Given that St. Columba’s is in a unique position, simultaneously being a part of both the Church of Scotland as well as the Reformed Church in Hungary, how did you view the connection between the Scottish Mission and the RCH during your time in Budapest? Did you see your congregation influencing the Hungarian church?
While mention was made of what appeared to be the semiautonomous nature of the relationship between the St Columbus congregation and the Reformed Church of Hungary, those in the know were very mindful, and very glad, of the indissoluble link between the Mission and the partner churches. This link was manifested in a very relational way through the appointment to the congregation of Associate Ministers to St Columba’s from the HRC, and it was also exemplified when some of our Iranian members were baptised at a service led by the bishop. I am glad to see that these links are ongoing.
How does your time serving at St. Columba’s affect your work today?

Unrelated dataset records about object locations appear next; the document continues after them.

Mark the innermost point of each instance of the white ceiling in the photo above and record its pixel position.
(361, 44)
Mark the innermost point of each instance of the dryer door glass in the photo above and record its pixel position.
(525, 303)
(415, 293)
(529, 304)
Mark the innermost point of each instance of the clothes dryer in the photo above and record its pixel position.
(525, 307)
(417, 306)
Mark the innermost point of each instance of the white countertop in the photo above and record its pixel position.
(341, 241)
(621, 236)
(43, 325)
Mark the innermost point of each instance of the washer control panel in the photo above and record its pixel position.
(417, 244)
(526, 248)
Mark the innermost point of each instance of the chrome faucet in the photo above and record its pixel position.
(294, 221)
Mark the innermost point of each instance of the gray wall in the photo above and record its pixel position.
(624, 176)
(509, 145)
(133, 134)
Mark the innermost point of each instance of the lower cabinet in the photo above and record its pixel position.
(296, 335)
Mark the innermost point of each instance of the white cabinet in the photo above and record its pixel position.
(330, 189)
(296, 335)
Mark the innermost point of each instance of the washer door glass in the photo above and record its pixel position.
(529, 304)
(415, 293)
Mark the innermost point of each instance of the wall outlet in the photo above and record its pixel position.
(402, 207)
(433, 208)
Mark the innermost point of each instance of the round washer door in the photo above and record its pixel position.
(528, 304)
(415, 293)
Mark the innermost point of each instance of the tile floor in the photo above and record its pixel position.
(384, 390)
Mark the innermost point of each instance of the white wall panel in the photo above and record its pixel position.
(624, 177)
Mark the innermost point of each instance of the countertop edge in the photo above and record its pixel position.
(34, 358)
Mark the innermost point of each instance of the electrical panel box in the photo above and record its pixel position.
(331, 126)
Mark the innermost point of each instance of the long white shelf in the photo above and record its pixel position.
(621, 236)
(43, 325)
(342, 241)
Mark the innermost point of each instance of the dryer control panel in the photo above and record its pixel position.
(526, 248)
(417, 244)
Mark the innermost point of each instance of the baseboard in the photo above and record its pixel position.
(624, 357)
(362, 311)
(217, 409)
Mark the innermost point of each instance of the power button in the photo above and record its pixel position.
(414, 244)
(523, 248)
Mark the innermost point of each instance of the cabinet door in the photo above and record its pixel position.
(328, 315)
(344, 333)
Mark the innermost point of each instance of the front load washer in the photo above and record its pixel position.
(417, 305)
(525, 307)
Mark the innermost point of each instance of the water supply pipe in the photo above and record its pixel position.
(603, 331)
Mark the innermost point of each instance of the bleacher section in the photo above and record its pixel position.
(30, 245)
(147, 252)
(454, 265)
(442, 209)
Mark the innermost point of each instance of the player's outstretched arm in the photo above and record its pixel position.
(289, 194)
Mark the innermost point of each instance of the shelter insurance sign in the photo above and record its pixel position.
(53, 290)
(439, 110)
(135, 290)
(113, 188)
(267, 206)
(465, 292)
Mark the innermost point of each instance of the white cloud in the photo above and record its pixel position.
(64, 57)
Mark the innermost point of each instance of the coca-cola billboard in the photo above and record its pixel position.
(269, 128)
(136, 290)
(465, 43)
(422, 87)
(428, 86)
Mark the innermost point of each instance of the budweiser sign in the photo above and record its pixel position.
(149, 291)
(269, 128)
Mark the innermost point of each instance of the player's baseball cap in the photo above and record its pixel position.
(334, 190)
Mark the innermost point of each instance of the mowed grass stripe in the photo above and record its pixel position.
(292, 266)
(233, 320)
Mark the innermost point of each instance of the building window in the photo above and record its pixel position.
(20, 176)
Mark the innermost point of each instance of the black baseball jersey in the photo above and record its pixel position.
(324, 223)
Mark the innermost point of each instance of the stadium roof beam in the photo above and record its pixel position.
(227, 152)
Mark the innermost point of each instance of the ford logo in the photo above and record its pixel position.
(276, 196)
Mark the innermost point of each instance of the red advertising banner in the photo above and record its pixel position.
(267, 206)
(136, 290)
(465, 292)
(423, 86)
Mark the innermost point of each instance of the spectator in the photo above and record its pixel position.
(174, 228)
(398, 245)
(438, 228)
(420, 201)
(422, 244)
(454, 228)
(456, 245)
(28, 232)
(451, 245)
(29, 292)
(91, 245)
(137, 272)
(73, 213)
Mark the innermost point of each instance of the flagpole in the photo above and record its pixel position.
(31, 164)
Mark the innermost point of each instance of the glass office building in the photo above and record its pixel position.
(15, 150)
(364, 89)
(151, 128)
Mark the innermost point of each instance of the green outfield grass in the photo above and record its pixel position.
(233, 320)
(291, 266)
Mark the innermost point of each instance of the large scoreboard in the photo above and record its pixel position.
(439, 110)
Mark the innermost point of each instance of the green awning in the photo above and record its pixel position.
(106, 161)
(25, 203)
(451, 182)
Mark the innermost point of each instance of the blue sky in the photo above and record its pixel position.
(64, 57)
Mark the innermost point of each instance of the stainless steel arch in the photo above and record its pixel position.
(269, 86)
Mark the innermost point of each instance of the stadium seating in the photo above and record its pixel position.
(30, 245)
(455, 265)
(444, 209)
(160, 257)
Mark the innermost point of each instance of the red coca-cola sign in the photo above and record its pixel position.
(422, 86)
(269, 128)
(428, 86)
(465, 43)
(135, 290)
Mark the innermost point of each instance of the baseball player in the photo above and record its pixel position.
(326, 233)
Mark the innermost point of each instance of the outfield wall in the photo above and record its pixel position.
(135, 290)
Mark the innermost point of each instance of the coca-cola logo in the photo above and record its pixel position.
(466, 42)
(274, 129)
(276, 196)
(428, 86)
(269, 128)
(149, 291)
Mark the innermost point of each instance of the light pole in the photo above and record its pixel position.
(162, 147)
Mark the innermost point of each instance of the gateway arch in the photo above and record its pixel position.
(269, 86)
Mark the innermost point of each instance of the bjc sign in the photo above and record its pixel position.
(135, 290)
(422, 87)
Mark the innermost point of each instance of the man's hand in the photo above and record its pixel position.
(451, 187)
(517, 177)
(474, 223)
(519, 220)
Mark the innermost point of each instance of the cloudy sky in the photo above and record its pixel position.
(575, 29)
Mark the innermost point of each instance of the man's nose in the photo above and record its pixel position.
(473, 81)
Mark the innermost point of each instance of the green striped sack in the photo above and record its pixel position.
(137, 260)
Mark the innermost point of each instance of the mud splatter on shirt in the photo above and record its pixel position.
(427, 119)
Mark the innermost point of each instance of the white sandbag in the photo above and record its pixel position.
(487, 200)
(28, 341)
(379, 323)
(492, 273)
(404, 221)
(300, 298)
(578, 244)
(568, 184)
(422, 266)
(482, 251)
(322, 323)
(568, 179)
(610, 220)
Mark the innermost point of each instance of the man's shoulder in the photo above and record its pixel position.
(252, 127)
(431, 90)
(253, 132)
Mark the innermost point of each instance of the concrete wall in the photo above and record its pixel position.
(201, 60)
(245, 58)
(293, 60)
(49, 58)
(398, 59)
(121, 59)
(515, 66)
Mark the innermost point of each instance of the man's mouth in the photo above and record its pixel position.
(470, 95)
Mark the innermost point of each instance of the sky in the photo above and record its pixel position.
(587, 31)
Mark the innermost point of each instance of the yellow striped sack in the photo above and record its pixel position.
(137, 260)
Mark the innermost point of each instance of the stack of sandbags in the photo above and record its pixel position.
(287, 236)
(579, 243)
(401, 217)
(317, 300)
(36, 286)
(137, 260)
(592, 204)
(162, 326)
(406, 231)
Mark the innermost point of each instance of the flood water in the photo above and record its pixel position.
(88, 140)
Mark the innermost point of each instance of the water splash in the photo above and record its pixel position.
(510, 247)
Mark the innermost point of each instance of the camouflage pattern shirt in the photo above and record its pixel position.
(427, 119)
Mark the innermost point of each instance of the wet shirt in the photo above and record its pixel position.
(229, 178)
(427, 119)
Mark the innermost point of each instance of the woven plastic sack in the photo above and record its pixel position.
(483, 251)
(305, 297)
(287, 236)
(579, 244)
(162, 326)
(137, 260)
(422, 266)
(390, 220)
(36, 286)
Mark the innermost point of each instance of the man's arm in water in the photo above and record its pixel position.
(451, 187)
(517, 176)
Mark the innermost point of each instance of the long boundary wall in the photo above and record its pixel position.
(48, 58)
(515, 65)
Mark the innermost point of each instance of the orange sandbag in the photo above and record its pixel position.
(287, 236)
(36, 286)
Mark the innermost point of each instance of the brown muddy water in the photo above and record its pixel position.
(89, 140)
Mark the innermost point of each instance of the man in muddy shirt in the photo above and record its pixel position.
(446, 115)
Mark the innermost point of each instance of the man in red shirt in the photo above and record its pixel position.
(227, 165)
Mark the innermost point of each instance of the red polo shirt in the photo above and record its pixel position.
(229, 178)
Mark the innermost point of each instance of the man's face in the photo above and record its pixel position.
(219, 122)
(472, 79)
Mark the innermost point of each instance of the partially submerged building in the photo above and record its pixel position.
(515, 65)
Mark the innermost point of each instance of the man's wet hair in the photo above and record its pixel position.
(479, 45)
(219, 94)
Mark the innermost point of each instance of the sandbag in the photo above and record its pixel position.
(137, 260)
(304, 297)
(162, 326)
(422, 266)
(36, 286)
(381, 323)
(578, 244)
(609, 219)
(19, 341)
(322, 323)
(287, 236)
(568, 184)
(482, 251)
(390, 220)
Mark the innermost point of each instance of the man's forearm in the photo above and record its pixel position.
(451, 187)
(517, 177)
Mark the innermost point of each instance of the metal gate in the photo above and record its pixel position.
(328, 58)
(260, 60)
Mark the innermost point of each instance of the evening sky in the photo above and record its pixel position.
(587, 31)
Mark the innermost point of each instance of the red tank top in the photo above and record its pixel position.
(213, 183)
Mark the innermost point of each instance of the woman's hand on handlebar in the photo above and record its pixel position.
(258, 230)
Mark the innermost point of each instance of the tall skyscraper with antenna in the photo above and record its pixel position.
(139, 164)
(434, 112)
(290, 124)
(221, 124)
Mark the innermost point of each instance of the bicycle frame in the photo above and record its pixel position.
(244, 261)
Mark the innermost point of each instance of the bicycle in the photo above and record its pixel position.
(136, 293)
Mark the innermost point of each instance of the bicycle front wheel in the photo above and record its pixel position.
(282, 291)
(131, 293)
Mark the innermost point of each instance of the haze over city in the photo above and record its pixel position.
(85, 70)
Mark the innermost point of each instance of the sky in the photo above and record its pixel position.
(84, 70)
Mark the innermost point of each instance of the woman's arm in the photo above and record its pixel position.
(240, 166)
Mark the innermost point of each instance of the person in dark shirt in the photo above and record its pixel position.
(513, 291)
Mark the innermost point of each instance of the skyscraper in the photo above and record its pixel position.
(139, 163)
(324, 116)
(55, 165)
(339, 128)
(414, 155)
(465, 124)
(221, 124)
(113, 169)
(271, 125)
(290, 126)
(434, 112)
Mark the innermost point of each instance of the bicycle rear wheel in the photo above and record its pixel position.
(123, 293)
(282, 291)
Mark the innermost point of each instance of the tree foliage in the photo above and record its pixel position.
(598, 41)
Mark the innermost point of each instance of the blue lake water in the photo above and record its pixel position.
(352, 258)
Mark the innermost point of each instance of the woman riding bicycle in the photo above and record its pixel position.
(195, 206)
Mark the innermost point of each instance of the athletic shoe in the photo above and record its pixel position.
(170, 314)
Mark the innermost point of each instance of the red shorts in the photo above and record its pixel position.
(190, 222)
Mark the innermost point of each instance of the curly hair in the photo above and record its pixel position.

Apart from the ongoing personal ties I have with the region, and the degree of interest that so many people around here still have in the story of the Scottish Mission, I think that the time spent in Budapest has had a lasting effect on my understanding of the identity and function of any, and every, local church. We are all called to be God’s people in our local situation. We are called first and foremost to worship, but even when it comes to worship, the only thing that counts is faith expressing itself through love and service.